Mar 09, 2025●4 reads●MIT License

AI-Powered Recruitment Assistant: Smart Query Handling, CV Analysis, and Context-Aware Conversations

l
@laythoud6

Screenshot 2025-03-09 at 12.35.10 PM.png

Screenshot 2025-03-09 at 12.35.30 PM.png

Screenshot 2025-03-09 at 12.36.39 PM.png

Abstract

This project is a chatbot application built using Flask and OpenAI's GPT model.

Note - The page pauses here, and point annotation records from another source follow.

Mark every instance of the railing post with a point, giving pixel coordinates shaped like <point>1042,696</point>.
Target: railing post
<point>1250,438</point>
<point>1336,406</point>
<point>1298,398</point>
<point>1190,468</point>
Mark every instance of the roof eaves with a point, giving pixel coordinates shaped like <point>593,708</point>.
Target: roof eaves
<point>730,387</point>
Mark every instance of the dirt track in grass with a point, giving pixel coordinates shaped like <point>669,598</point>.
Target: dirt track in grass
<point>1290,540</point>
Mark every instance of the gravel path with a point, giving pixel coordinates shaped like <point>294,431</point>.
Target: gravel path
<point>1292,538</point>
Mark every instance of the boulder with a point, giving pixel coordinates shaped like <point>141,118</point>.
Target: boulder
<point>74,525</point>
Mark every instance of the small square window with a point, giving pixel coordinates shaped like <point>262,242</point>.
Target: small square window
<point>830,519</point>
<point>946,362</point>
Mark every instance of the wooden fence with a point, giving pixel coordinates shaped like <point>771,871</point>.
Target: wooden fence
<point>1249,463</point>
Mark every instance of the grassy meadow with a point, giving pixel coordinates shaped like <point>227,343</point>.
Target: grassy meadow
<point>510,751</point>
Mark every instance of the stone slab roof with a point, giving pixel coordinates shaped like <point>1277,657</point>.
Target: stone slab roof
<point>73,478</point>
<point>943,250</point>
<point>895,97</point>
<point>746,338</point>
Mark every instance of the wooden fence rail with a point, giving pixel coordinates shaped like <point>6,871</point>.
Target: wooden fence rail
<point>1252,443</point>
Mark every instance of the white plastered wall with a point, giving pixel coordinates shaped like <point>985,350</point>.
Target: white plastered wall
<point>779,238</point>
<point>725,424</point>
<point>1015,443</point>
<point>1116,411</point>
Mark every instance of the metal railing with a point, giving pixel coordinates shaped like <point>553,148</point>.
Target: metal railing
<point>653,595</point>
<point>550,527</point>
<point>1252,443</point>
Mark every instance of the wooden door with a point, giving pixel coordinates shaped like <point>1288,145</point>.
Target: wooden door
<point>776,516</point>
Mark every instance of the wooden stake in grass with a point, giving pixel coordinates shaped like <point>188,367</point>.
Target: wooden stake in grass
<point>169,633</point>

The chatbot can analyze CVs (PDF, DOCX) and store them in the database, classify user queries, fetch relevant data, and provide responses based on the context.

Features

Query classification using GPT
Contextual conversation handling
CV analysis and storage
Query matching with candidate data

Methodology

OCR Approaches

This project provides multiple OCR implementations for extracting text from PDFs:

SuryaOCR (uses Surya for OCR):
- More advanced but not supported on all machines.
- Converts PDFs to images and applies Surya OCR.
PyOCR (uses PyPDF and Tesseract):
- First attempts text extraction using PyPDF.
- Falls back to Tesseract OCR if extraction fails.

Docx Handling Approaches

This project provides two different approaches for handling DOCX files:

PyDocx (python-docx):
- Reads DOCX files and extracts text using python-docx.
- Best suited for structured DOCX files with clear paragraph structures.
UnstructuredDocx (unstructured):
- Uses the unstructured library for extracting text.
- More powerful when dealing with complex document layouts.

LLM Usage

This project leverages Large Language Models (LLMs) for various tasks:

Query Classification:
- Uses OpenAI's GPT models to classify user queries into predefined categories.
- Helps in identifying the intent behind user queries.
Response Generation:
- Generates responses to user queries based on the context and available data.
- Ensures that the responses are relevant and accurate.
CV Analysis:
- Analyzes CVs to extract structured information such as personal details, education history, work experience, skills, projects, and certifications.
- Uses OpenAI's GPT models to process and analyze the extracted text.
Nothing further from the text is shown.